It may help to re-draw this:
feature/X C--E--F
/ \
master -A--B--D---G--H--I--J->
as this:
C--E--F <-- feature/X
/ \
<--A--B--D---G--H--I--J <-- master
The reason is that the arrows really do point backwards, with feature/X
pointing to the tip commit of branch feature/X
, i.e., to commit F
, and master
pointing to the tip commit of master
(which I've assumed is J
here, though maybe there are more given your original drawing).
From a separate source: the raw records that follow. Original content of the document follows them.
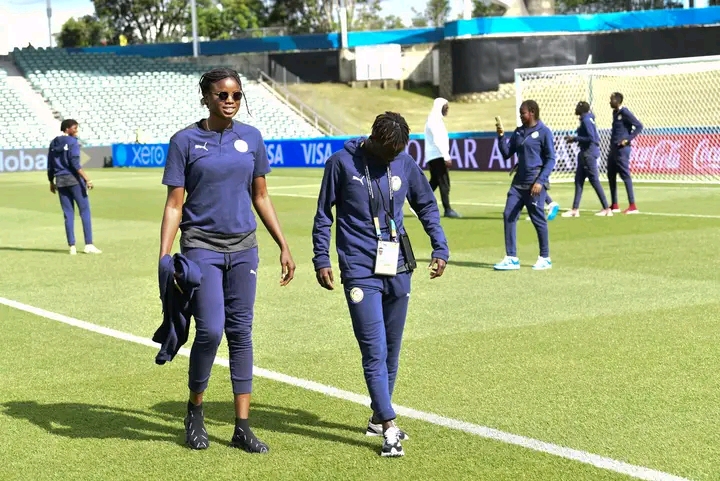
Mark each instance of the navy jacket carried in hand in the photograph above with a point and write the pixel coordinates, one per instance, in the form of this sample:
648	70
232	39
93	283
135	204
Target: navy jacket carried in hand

As you've noted, feature/X ^master
(which can also be spelled master..feature/X
) fails because commit F
is reachable from master
by starting at the commit to which master
points (J
) and working backwards. When we hit commit H
we work backwards through both parents simultaneously, so the request to eliminate all commits reachable from master
also eliminates the C--E--F
sequence.
To stop that from happening, we must eliminate commits starting from some point before H
, i.e., a point before the first merge that brings the tip of feature/X
into master
. Any of commits G
, D
, or B
will suffice. That is, if we had the hash of any one of these commits, then:
git rev-list feature/X ^$hash
would do the trick.
qzb's method finds commit D
and then uses a suffix ^
to identify its first and only parent. It works by listing every commit reachable from J
(the tip of master
) that is not also reachable from F
(the tip of feature/X
). There is a caveat: git rev-list
may sort commits, so that D
may not actually be listed last, but the | tail -1
assumes that the listing ends with commit D
's hash.
This therefore depends on the date-stamps stored in the commits. If they were made in order (so that the dates all increase as the commits move forward in time), that's not a problem. Usually they do. But sometimes you can add commits in the "wrong" date order, due to clocks being set incorrectly, or commits being done on different computers that disagree as to what time it is, or whatever.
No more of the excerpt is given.